The interior of the circle represents complex numbers which are smaller and the exterior of the circle represents complex
numbers which are larger.
So we are beginning to see that the complex set of numbers, supposedly random, have a large degree of order. Let us carry on.
So note that in this subset of complex numbers we ordered them by their modulus which is given by ™ (x^2 + y^2) and the circle
(given by the equation z^2 = x^2 + y^2).
For our next subset of complex numbers I am going to order them by their argument alone and changing only their modulus. So
changing their modulus will not effect their order now (a bigger argument gives a bigger complex number in this subset) . See
figure below. Note the argument is given by tan q = y/x and the modulus by square root of (x^2 + y^2).
In fact it is important to note that this relationship is also dependant upon the perimeter (and half of it, too) of the
enclosing rectangle shown shaded.
If we take values of x and y which give a perimeter of 4 (that is a half perimeter of given by ^2 = x+y) We get a locus of equal
points shown in figure below by the square or diamond shape.
Now there is only one option left by which we can order complexnumbers and that is by both their argument alone.

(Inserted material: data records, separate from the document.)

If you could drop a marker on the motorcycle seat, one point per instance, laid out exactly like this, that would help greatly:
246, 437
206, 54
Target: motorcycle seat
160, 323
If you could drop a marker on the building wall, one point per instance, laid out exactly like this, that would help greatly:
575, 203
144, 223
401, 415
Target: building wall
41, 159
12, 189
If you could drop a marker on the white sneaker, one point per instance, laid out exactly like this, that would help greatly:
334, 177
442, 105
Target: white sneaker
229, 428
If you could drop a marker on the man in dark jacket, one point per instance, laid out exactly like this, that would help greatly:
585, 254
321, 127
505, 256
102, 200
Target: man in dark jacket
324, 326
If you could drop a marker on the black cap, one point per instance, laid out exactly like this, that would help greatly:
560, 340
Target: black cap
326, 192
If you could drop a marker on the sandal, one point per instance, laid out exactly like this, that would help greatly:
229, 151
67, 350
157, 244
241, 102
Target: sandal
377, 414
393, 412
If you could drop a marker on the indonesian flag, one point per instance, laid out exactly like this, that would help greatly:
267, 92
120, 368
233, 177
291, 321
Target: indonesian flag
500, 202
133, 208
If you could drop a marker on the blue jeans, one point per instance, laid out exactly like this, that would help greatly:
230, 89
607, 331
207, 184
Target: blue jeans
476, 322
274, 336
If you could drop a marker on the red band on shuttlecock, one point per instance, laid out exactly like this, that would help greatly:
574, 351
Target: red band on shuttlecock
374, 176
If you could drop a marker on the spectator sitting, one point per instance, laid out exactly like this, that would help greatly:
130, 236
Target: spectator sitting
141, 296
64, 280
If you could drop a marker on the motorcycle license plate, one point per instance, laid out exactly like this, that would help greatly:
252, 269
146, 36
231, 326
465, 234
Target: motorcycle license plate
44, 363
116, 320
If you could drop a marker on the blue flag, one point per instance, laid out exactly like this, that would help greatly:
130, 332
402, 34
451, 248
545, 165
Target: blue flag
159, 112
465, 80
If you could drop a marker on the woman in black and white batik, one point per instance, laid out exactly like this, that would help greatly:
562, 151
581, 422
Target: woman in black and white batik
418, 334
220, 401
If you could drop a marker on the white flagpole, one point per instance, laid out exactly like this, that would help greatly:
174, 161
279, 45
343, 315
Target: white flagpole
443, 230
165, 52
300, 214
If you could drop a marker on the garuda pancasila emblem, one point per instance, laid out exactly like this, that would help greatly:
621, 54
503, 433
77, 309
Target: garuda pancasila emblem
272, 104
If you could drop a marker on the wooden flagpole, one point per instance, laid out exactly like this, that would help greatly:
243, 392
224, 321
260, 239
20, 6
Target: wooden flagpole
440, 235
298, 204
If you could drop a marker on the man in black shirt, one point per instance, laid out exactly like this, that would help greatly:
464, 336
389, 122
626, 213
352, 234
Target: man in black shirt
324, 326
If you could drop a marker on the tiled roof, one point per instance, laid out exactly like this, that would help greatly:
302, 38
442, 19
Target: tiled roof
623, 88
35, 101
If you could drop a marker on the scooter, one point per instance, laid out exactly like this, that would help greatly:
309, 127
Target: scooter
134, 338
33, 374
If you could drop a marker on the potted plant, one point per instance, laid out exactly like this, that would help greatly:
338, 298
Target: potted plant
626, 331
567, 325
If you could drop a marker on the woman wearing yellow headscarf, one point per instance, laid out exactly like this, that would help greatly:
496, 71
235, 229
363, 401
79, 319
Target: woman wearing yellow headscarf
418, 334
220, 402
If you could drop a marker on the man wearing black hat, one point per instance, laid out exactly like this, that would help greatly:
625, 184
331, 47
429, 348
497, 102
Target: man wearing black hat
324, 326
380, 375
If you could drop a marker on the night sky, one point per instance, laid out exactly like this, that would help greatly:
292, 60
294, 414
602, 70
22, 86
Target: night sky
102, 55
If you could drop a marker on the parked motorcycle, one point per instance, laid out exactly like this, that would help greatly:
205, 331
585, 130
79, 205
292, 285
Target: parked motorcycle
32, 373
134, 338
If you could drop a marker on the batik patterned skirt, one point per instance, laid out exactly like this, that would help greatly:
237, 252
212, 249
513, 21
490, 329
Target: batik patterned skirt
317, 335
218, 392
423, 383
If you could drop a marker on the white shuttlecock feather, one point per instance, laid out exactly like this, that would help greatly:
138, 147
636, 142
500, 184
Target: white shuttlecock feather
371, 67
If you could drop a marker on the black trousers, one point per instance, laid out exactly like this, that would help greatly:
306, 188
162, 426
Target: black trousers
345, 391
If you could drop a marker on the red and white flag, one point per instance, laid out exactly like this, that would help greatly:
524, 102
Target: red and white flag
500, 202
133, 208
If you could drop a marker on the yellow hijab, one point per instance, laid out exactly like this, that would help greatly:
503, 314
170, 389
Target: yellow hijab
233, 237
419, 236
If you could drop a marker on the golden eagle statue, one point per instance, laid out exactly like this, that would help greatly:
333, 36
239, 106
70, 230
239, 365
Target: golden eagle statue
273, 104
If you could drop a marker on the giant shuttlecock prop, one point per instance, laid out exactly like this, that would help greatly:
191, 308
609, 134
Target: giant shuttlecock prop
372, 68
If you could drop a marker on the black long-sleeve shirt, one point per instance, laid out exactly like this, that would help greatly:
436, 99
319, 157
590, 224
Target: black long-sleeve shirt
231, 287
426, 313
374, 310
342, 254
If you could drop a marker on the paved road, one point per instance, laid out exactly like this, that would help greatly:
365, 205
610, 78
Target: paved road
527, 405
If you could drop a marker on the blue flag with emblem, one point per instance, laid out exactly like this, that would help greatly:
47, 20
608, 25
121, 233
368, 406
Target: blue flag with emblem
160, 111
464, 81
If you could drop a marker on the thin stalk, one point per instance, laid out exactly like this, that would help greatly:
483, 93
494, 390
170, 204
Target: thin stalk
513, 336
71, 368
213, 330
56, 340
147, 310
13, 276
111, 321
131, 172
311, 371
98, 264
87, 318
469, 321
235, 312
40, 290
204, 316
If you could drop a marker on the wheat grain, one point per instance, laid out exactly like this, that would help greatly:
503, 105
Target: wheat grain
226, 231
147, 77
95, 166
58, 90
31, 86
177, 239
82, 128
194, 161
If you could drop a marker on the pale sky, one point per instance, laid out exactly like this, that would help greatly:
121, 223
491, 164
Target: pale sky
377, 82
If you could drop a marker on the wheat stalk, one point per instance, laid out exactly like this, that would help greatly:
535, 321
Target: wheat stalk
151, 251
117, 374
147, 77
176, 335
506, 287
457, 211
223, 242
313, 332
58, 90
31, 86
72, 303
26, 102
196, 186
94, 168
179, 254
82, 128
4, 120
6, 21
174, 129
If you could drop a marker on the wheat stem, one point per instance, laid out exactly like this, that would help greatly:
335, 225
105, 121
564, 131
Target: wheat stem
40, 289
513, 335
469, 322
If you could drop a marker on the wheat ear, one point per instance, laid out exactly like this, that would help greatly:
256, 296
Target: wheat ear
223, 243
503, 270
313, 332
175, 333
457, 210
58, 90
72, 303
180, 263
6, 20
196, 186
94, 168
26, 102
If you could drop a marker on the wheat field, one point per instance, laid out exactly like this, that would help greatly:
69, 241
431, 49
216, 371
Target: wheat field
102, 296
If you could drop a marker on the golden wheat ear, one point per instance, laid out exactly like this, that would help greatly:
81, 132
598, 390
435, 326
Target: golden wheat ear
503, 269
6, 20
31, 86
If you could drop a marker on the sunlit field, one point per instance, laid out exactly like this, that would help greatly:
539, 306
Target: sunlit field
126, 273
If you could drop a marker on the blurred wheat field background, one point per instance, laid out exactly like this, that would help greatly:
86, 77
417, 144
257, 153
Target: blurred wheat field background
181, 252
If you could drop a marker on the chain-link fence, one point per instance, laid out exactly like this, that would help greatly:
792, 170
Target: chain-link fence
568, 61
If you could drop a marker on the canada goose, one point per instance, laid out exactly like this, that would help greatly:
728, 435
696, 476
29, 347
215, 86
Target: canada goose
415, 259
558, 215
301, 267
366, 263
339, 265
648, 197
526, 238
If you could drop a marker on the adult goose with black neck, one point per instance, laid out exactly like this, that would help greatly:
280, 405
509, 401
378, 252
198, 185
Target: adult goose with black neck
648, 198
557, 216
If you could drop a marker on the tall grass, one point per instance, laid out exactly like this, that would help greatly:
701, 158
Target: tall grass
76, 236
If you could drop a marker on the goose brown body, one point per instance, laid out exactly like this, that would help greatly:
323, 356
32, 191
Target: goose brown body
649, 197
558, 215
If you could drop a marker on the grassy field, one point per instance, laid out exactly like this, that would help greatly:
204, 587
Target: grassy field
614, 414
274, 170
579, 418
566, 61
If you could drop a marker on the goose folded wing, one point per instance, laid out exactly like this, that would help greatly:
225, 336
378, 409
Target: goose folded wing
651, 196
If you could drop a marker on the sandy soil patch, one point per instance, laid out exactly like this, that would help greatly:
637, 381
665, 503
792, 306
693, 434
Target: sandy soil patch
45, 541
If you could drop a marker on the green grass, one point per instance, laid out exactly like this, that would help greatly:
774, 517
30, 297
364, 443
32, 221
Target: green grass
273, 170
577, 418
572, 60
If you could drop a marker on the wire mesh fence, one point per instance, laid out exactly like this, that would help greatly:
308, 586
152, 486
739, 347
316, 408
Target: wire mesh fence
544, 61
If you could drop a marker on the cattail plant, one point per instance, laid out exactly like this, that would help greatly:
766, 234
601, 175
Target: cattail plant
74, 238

See figure 1
below. The numbers in this subset can be compared and ordered by resolving them into their component parts. If we are to order
them in any particular direction then we resolve them in the appropriate directions according to vector mechanics. So if we
have two complex numbers in this subset then we are interested in their particular effect in a particular direction. So we
resolve the numbers in that direction of interest to see if one is larger than the other.
Now comes the pulling together of the theory! There is no random element left in the set of complex numbers!
The area of the circle (pi *r^2) is always given by a real number.So this subset represents numbers on the interior surface of the
complex plane. That is the adjacent surface to our 3D!
The area of the square (measured in complex i units on one side and real numbers on the other side) is always given by an
imaginary number. So this subset represents numbers or the exterior surface of the complex plane. That is the adjacent
surface to the 4D!
So that leaves the numbers resolved by vectors alone as the surface shape distorts so much. This subset defines the space and numbers between the two surfaces. That is this subset of complex numbers describes complex space. I suggest that you can actually use this information to map the
interior of a Black Hole.
So to recap: from the 3D interior to the 4D exterior we use the properties of 3 complex numbers. That is the modulus, the
argument, then finally the modulus AND the argument depending upon your vantage point. The ordering in 4D is equivalen to that in 3D in that the 4D numbers around a square are all ordered as equal (although their argument does have the advantage of being able to trace them if they translate along the zunnel) just as they wre for the circle in 3D.
This matches perfectly the behaviour of the spatial geometries. In 3D space the subset which is defined by the modulus is
present, while in complex space the subset which is defined by the argument is present, and finally in 4D space the subset
needs to be defined by both the modulus and the argument. So we have a match with the spherical and cubical geometries of 3D and
4D space.
The reason why i^2 = -1 is therefore shown to be because this represents a transition from the interior to the exterior
surfaces of the complex plane.
The reason how i^2 = -1 is therefore shown to be in the ordering of the three complex number subsets comprising the interior and
the exterior surfaces of the complex plane; and the subset representing the complex space between these two surfaces.